Russia retains its position as the leading Critical Uncertainty. Perspectives are influenced by Denmark’s approval for construction of the Nord Stream 2 gas pipeline, an alternative route for the delivery of Russian gas to Europe. Lithuania has expressed opposition to the project because of concerns over the competitiveness of the gas market and security of supply in the region. There is additional concern over the impact of disconnecting from the IPS/UPS and synchronisation with Continental Europe. Also pending is the definition of trading terms and conditions with third countries after the inauguration of the Astravets nuclear power plant.

EU Cohesion continues to be seen with high impact and uncertainty. Lithuania’s strategic projects in the energy sector are highly dependent on EU support.
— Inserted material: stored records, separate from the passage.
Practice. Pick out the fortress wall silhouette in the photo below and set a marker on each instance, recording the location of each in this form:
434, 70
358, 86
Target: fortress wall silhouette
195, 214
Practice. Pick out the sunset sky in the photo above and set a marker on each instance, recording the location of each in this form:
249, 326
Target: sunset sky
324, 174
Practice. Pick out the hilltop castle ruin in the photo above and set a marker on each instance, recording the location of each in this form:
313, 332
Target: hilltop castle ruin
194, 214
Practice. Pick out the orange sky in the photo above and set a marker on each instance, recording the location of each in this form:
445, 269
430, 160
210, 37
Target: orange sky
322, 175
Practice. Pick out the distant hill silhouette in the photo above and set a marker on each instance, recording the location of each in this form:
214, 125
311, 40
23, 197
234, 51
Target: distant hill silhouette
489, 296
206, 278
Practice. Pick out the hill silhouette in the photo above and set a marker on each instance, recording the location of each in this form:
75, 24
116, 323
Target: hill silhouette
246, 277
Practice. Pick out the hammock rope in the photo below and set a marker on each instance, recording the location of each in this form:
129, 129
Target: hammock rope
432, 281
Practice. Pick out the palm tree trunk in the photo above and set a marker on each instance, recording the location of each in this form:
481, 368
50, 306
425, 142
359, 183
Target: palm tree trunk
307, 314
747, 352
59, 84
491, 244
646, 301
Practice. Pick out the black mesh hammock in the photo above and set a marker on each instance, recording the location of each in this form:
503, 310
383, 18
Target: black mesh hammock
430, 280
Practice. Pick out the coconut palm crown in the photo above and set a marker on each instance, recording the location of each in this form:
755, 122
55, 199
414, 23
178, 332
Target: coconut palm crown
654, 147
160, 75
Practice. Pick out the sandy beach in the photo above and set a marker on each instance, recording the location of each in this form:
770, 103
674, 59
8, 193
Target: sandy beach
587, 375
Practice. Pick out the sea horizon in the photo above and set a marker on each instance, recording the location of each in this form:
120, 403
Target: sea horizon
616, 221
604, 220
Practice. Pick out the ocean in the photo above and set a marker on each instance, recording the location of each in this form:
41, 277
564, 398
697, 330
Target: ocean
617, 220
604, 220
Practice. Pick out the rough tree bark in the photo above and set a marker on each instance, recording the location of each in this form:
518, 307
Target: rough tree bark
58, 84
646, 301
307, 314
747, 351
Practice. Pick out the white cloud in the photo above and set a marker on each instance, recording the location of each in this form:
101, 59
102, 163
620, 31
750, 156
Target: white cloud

These projects are i) synchronisation of the Baltic States electricity network with Continental Europe and ii) gas interconnection between Lithuania and Poland (GIPL).

Data AI also persists as a Critical Uncertainty. In April 2019, the Ministry of Economy and Innovation published the ‘Lithuanian Artificial Intelligence Strategy: A Vision of the Future’ report providing policy recommendations to modernize and expand the current AI ecosystem in Lithuania and ensure that the nation is ready for a future with AI. The report identified energy as a key economic sector that would benefit most from the adoption of artificial intelligence systems.

Renewable Energies are expected to constitute a major part of domestic energy production and total final energy consumption, reducing the dependence on fossil fuel imports and increasing local electricity generating capacities. Lithuania is one of the 11 EU members to have a renewables share greater than 20% of total production. The country is also among the few EU members to have already met its 2020 renewable targets. In addition to climate adaptation, a plan for energy independence by 2050 positions renewables as a crucial source of energy diversification and security.

LNG remains an Action Priority. Legislative amendments adopted in December 2018 paved the way for Lithuania to buy out the floating Klaipeda LNG terminal, “Independence”, or similar vessels by the end of 2024. It will also enable continued LNG imports until at least 2044. The first phase of the plan will be implemented in 2020. The LNG terminal operator in 2019 refinanced the lease of the FSRU currently in operation, spreading out the costs until 2044, thereby reducing the LNG terminal charge for consumers from 2020 onwards.

Large Scale Accidents become an Action Priority. This survey took place as Belarus prepared to launch its new nuclear power plant. As its neighbour Lithuania has serious reservation about the project’s safety and is waiting for the completion of a pending cross-border environmental impact assessment. The principal concern is that in an event of a large-scale accident, the Lithuanian capital, as well as a third of the country’s population, could face tragic consequences

One of the main tasks for Lithuania’s energy sector is to implement the Baltic electricity system’s synchronisation with continental Europe by 2025. Prior to this step, the country will have the task to develop its own electricity generation capacity. For this purpose, the Lithuanian Ministry of Energy plans to use a capacity market model. To inform the process, the Ministry is collecting information from companies intending to build electricity generation capacity in Lithuania.